なぜ言葉を綴るのか、なぜ絵を描くのか、なぜ声を出すのか
「なぜブログやpixiv やnote で自分の作品を投稿するのかわからない」と言われた。これを言われてわたしはショックだったし、相手に対して少し、いや、相当がっかりした。
なぜがっかりしたのかは判然としないが、とにかく悲しい気持ちになった。今回はこの気持ちについて考えようとおもう。
なぜわたしはがっかりしたのだろうか?
そして、なぜこのことを今まさにnote に書いているのだろうか?
褒められたいからだろうか?認められたいからだろうか?共感あるいは反感を引き起こしてバズりたいからだろうか?お金になりそうだからだろうか?
どれも納得がいかない。そもそも、書くこと、描くことに理由などあるのだろうか?わたしが答えに窮するのは、そもそも意味なんて考えたことがないし、たとえあったとしても、それは大した意味を持たないからだろう。むしろ、書くことや描くことが既に、意味より大切なものを語っているのではないだろうか?

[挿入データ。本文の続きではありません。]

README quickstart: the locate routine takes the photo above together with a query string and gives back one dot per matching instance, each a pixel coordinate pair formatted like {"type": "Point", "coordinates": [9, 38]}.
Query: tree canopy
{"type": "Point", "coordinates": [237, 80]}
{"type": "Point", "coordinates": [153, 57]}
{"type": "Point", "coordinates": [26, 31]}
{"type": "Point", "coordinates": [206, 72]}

聞いてほしいメッセージがあるから書く、というよりも、言いたいことがある、というほうが正しいかもしれない。もっと言うと、語りたい衝動、描きたい衝動が、結果的に声だったり文章だったりイラストになっているだけなのだ。結果であって、目的ではない。だから書き終えた文章、仕上げにニスを塗った油絵は、わたしにとってはもはや残骸同然なのだ。だから、さっさと次の作品を作りはじめる。そしてこの残骸を公開することもまた結果であって目的ではない。これもまたパトスである。
極端な話をすると、芸術の価値というのは作品それ自体にはないとおもう。むしろ、芸術家をして作品を作らしめたパトス、芸術家の目が捉えた一瞬間の情景、質料という制約があるなかで本当に表現したいものに肉薄する苦闘を感じ取ること、そこに芸術の価値があるのではないだろうか。
いや、わたしはここで崇高な芸術論を語りたいわけではない。素人の殴り書きだろうが、ショーペンハウアーの『意志と表象としての世界』だろうが、カフカの日記だろうが同じことなのだ。芸術作品と認められたものだけが芸術なのではない。芸術と権威は、もっとも縁遠いものではないだろうか?芸術のセンスは、好きなものを好きだと信じる勇気だ。
冒頭の知人の言いぐさはどこか小ばかにした感じで、なんだか「冷めていた」。冷静で理性的なのはたいていの場合よい(とされている)ことだが(果たしてどうだろうか?)、その態度はときに人を傷つけることもある。冷静さが罪になることだってあるのだ。つまり、わたしはこの冷静さに傷ついたのだろう。
よくわからないものに出会ったとき、それに意味を求めたくなる気持ちはよくわかる。「なぜ?」「どうして?」と口をついて出てくる。しかしそう問うとき、わたしは相手に対し、本当に誠実に問えているのだろうか?
その問いかけの裏には、「わたしの納得するような理由を提示しろ、さもないとそれを戯言とみなす」とか、「こんなくだらないことにきっと意味なんてないだろう」とか、そういう無意識的な前提が隠されていないだろうか?つまり、聞くつもりで問うているだろうか?
聞き入れるつもりもなく問うことは、相手への明確な侮辱である。わたしは知人から侮辱のにおいを嗅ぎ取った。この問いは、問いの形をした暴力だったのだった。だから、わたしはなにも言わなかった。なんとか相手を説き伏せたいとも思わなかったし、「意味なんてないですよ」と開き直って、自分のしてきたことを貶めることもしたくなかったからだ。
もしあそこで応答をしてしまうと、わたしも問いの形をした暴力という枠組みに参入することになる。だからわたしは、なにも言わないという態度を通して、問いの形をした暴力という枠組みそれ自体への抵抗を示したのだ。
わたしはそれに乗りませんよ、と。
なぜ言葉を綴るのか、なぜ絵を描くのか、なぜ声を出すのか。これらの行為に通常の意味での「なぜ」という問いはきっと当てはまらない。答えるとすれば、それがわたしの在り方だから仕方ない、というほかない。そして、それを公の場に公開することも、また在り方でしかない。
しかし、もしその「なぜ」が本当に誠実な問いであるならば、本当に心から知りたいと願うならば、わたしと共に生きようとおもうならば、「答え」ではなく「応え」として、意味は自ずと立ち現れてくるのかもしれない。